In my research, I did not see enough people interesting in answering the question of what place do they want Jackson Hole to become in 20 years."
If there's a punchline, it's that Duerr, besides being an idealist, is also a pragmatist whose own life is tempered with reality. He recently resigned his post from the Chamber. Why? Because with four kids in college his Chamber salary wasn't enough to pay the bills for their tuition. He returned to a job that intersects with the law, financial planning and real estate. He hasn't, however, stopped agitating for local businesses to think greener and he's one of the most vocal supporters of the Yellowstone to Yukon conservation initiative.

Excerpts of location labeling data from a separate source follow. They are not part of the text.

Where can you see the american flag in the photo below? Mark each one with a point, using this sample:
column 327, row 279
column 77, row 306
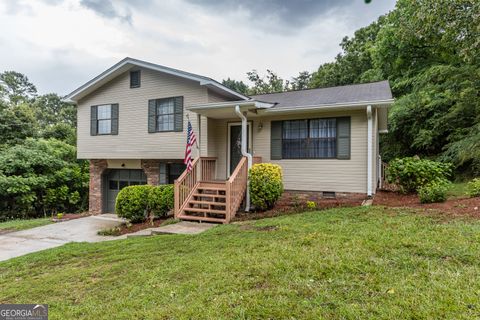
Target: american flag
column 191, row 141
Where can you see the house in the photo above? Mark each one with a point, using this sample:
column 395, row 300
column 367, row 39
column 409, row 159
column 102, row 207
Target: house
column 132, row 122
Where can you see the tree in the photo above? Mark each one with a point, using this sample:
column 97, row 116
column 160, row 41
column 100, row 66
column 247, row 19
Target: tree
column 17, row 123
column 15, row 88
column 272, row 83
column 302, row 81
column 238, row 86
column 39, row 175
column 51, row 109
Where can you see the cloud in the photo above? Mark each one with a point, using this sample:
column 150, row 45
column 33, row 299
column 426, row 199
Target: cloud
column 285, row 13
column 105, row 8
column 61, row 44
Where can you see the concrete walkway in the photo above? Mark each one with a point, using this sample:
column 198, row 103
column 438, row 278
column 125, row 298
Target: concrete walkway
column 19, row 243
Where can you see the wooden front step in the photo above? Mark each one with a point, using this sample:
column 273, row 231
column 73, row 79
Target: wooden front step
column 201, row 210
column 202, row 219
column 213, row 203
column 207, row 203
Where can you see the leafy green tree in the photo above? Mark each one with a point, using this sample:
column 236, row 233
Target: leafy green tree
column 301, row 81
column 39, row 176
column 17, row 122
column 16, row 88
column 238, row 86
column 51, row 109
column 272, row 83
column 355, row 63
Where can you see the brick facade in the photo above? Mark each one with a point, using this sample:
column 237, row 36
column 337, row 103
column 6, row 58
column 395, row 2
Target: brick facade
column 95, row 201
column 151, row 169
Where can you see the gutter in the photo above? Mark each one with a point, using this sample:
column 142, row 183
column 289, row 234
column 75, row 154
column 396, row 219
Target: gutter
column 245, row 153
column 361, row 104
column 369, row 151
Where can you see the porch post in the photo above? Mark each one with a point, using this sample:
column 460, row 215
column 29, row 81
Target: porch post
column 244, row 152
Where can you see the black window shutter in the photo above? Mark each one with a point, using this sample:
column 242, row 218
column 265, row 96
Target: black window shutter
column 114, row 129
column 178, row 113
column 152, row 121
column 343, row 138
column 93, row 120
column 163, row 177
column 276, row 140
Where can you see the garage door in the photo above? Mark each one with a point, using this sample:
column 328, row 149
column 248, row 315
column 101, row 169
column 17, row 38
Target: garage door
column 116, row 180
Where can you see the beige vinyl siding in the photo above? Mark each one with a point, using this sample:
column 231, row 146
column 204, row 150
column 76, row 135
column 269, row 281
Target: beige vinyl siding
column 311, row 174
column 375, row 150
column 133, row 140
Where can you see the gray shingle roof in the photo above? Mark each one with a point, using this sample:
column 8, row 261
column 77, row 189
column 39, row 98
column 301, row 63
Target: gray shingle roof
column 333, row 95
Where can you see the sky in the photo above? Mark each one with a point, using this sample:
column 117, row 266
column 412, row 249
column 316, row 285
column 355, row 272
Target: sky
column 61, row 44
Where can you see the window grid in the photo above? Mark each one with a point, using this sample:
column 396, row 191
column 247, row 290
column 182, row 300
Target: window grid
column 309, row 139
column 165, row 115
column 104, row 119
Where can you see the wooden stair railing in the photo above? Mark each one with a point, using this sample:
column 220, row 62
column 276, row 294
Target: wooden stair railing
column 236, row 187
column 199, row 197
column 186, row 184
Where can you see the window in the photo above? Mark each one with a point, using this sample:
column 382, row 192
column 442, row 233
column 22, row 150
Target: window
column 309, row 139
column 135, row 79
column 165, row 115
column 104, row 119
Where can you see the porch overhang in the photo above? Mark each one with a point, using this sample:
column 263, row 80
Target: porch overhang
column 226, row 109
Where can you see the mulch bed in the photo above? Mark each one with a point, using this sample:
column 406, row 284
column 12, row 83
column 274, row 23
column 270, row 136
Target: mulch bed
column 286, row 207
column 452, row 207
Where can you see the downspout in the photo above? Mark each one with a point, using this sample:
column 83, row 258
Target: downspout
column 244, row 151
column 369, row 150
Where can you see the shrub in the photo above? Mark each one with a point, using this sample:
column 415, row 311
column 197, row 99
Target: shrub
column 161, row 200
column 266, row 185
column 311, row 205
column 132, row 203
column 434, row 192
column 412, row 173
column 473, row 188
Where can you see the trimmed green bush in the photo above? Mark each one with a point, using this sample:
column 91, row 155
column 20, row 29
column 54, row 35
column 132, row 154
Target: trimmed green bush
column 434, row 192
column 132, row 203
column 473, row 188
column 161, row 200
column 266, row 185
column 412, row 173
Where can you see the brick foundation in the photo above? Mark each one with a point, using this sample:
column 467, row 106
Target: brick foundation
column 95, row 203
column 151, row 169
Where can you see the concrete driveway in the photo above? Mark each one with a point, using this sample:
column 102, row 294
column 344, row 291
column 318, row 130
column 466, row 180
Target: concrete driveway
column 18, row 243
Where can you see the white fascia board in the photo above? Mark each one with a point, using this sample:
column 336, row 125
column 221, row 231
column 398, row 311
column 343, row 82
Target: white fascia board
column 359, row 104
column 227, row 104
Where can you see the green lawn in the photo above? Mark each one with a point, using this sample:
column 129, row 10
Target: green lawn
column 354, row 263
column 16, row 225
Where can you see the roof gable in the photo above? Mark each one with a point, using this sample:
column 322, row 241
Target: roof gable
column 127, row 63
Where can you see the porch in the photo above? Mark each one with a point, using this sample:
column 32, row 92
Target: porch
column 217, row 186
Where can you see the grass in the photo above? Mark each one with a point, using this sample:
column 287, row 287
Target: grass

He says that Chamber of Commerce directors who openly use their platform to attack conservation efforts in a knee-jerk way are not only narrow minded but their doing their members a disservice. Pleasant communities, attractive ones, are places built upon peace and dialogue, not war and name calling.
Can the Jackson Hole Chamber of Commerce itself answer the question posed by Olaus Murie? "How can we encompass it in words?" he asked in 1943. "I have heard reisdents try to pin it down in outbursts of enthusiasm, but they couldn't find the words...No, we can not describe the spirit of Jackson Hole—the "Spirt of Place'—but many of us FEEL it."
All of us feel similarly inadequate to put into written form what it is that brought us to a place and keeps us there.
In 2025, Steve Duerr sees world leaders assembled at Jackson Lake Lodge solving the world’s problems, with the summit of the Grand Teton silhouetted on the tarn’s smooth pristine surface. He sees his valley at the center of the human universe with people from around the world wanting to come here, like they do to Geneva, based upon what it symbolizes. Already, Jackson Hole, through the Jackson Hole Center for Global Affairs, has been used as a venue to promote clean coal technology in the U.S. and the world’s most populous nation, China, that is considered a vital linchpin in any attempt to address climate change before it is too late.
It's value is because it will be a contrast set against the wreckage of other places on earth that did not bother to plan ahead.
To some, Duerr’s POWER of PLACE platform is a pipe dream. For others it’s the only hope a citizen has for a bright future in the place that continually calls them home.